Notons que la cour de cassation, dans son rapport annuel de 2009, avait déjà souligné la nécessité de modifier les termes de l'article 226-10 du code pénal, et que le législateur s'est rallié à ce point de vue.
Ainsi, dorénavant, dans les affaires de viol, les décisions de non lieu et d'acquittement rendues au bénéfice du doute ne pourront plus entraîner de poursuites contre la plaignante.
Mais pour que le texte puisse être appliqué, encore faut-il, s'agissant de la cour d'assises, que celle-ci motive par écrit sa décision, ce qui pendant de très nombreuses années a été exclu (lire not. ici, ici, ici) et qui est dorénavant prévu par une loi actuellement soumise au Conseil Constitutionnel.
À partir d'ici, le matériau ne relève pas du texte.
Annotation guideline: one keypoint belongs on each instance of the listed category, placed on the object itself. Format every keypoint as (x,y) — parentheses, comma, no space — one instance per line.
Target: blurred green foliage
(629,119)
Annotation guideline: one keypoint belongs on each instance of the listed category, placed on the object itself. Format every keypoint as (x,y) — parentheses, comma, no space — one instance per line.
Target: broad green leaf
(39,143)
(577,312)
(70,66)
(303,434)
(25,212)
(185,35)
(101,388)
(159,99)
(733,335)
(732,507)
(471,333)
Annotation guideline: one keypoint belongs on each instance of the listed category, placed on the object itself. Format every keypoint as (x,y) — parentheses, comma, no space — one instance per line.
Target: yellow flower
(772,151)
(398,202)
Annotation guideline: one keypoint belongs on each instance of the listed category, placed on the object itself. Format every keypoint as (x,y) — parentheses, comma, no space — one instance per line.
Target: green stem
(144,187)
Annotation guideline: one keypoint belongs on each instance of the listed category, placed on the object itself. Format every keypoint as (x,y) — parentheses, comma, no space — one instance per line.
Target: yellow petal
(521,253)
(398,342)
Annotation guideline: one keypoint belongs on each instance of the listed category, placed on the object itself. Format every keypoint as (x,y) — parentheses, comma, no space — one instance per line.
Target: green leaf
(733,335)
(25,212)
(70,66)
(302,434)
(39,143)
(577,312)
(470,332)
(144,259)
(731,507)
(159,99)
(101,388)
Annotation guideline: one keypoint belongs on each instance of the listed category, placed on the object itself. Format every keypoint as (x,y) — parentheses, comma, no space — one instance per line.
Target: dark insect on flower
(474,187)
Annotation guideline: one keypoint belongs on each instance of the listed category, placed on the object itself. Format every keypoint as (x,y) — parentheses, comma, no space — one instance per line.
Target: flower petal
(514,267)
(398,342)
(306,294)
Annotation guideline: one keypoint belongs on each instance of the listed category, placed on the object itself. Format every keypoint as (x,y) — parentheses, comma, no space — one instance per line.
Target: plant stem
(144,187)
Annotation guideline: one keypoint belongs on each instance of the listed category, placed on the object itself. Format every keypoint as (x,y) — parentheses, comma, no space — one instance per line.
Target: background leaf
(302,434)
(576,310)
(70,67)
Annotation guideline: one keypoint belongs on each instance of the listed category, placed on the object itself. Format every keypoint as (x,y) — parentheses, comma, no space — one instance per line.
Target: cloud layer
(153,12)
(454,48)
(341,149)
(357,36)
Nous en reparlerons donc prochainement.
Mais dès à présent, ce cadre juridique impose aux magistrats d'apporter une particulière attention à la rédaction de leurs décisions de non culpabilité. Il va leur falloir distinguer les affaires dans lesquelles il est possible, mais non certain, que l'infraction ait été commise, de celles dans lesquelles il est absolument certain qu'elle n'a pas existé.
De fait, on peut penser qu'il pourrait être écrit que l'infraction "n'a pas été commise" soit quand des éléments du dossier prouvent avec certitude le caractère mensonger de la dénonciation (par exemple quand la preuve est rapportée que l'auteur désigné était géographiquement ailleurs le jour de l'agression), soit quand le plaignant reconnaît par la suite avoir menti, soit quand la personne qui porte plainte n'apporte aucun élément, même mince, susceptible de démontrer qu'il est possible que quelque chose se soit produit.
Mais cela ne solutionne pas tout. En effet on peut très bien imaginer qu'une victime réelle de viol qui désigne son véritable agresseur ne soit pas en mesure ni les policiers saisis d'apporter des éléments probants, ce qui est parfois le cas quand une agression sexuelle est dénoncée très longtemps après les faits.
Or, si l'on part du principe que, sauf en cas de mensonge manifeste, dans toute plainte il peut y avoir quelque chose de vrai, les juges n'écriront jamais que l'infraction n'a pas été commise, de peur de permettre la condamnation pour dénonciation calomnieuse d'une véritable victime.
Mais à l'inverse, si l'on pose un tel préalable de précaution, cela signifie que les plaintes douteuses ne seront jamais sanctionnées, ce qui viderait le texte sur la dénonciation calomnieuse de son efficacité préventive.
Il sera donc utile d'examiner la jurisprudence à venir sur ce sujet, pour éventuellement en tirer un bilan.